Fatty acyl moieties such as myristate and stearate serve to anchor soluble proteins onto the cytoplasmic surfaces of the plasma membrane, whereas palmitate augments the protein–membrane association of substrates that are already associated with or inserted into the membrane. The thioester-linked palmitate attachment forcefully drives protein substrates into specific membrane domains to facilitate protein interaction or signaling transduction.[6] Attachment of an acyl moiety on one or more cysteines by protein acyltransferases results in the translocation of protein substrates from the endoplasmic reticulum or Golgi apparatus to the plasma membrane. In contrast, removal of fatty acyl moieties causes the protein to become trapped in intracellular compartments, which may further enhance protein recycling or degradation. Thus, protein acylation can serve as a switch, regulating not only the protein–membrane binding affinity, but also the biological activities of the protein by interfering with functional complex formation. Recent studies have shown that protein acylation effectively influences the physiological function of canonical Wnt/β-catenin signaling in cells of different origins. Fatty acid moieties serve as secondary regulators to modulate protein conformation and stability of Wnt/β-catenin signaling molecules.[7] Similarly, the dynamic acylation cycle also regulates the shuttling of small GTPase H-Ras and its signaling activity.[8] The unique reversibility of protein acyl modification allows peripheral membrane proteins to rapidly pass back and forth between distinct intracellular membrane compartments to modulate subcellular signaling transductions.

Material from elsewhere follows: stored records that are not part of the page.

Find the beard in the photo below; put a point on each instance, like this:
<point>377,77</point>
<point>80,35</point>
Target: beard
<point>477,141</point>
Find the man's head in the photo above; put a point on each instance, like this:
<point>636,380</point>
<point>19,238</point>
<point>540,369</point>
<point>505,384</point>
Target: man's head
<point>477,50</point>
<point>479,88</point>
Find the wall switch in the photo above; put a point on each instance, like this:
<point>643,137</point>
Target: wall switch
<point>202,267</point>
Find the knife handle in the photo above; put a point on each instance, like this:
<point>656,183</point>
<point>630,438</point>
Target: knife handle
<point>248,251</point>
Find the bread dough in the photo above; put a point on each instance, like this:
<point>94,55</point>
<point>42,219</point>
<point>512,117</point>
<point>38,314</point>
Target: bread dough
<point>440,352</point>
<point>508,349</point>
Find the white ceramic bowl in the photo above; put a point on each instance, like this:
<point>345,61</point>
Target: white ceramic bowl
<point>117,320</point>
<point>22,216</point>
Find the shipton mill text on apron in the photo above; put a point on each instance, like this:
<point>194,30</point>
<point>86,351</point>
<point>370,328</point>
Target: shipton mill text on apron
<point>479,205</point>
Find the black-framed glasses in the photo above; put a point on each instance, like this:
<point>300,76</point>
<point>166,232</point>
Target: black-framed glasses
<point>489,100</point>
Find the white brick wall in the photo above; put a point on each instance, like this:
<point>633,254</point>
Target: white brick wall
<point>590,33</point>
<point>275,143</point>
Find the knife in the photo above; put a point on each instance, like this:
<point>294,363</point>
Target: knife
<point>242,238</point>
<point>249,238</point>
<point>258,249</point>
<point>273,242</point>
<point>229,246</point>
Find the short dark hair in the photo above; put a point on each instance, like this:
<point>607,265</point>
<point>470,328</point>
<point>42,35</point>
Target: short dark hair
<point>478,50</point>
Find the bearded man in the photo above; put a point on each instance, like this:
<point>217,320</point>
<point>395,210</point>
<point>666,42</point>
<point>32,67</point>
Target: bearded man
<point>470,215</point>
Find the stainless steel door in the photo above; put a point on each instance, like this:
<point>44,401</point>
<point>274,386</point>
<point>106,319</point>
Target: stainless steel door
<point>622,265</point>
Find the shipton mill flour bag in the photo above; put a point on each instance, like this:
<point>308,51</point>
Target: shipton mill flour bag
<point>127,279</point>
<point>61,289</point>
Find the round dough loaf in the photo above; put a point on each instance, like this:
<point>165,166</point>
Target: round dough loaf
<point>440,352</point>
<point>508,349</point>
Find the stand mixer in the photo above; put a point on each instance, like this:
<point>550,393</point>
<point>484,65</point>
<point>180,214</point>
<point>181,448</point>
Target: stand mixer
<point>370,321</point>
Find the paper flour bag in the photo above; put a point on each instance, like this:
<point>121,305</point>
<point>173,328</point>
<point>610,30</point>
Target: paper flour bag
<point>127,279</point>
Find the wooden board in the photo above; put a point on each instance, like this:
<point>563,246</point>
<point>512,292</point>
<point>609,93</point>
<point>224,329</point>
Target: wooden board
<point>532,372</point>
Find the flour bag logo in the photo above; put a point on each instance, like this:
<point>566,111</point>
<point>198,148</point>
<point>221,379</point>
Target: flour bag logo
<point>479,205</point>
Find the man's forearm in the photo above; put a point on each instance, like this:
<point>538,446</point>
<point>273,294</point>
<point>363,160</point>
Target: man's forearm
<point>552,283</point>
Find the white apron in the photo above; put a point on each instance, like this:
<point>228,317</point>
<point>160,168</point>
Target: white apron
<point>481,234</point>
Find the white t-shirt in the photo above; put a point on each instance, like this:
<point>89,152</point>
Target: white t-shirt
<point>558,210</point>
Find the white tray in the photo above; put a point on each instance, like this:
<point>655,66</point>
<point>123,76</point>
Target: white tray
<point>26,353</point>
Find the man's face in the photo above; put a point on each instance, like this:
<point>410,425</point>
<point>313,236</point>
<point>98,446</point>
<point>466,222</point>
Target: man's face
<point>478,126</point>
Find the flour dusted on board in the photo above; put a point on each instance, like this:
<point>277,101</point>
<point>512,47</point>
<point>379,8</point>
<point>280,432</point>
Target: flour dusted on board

By regulating the acylation status of signaling proteins, RARRES3 effectively inhibits H-Ras and Wnt/β-catenin signaling activities in a manner dependent on post-translational modification.[4] It should be noted that RARRES3 also suppresses many other signaling molecules including phosphatidylinositol 3-kinase (PI3K)/Akt and mitogen-activated protein kinase (MAPK), which are involved in the control of the stemness and EMT properties of cancerous cells.[1,9,10] Thus, these studies indicate a novel role of the class II tumor suppressor RARRES3 in the inhibition of cell growth signaling and corresponding downstream responses in cancer cells by modulating the post-translational modification of signaling molecules. Considering the emerging importance of Wnt/β-catenin signaling in cell differentiation and tumorigenesis, the role of the p53-RARRES3 axis in Wnt/β-catenin signaling may represent a potential target for cancer therapy.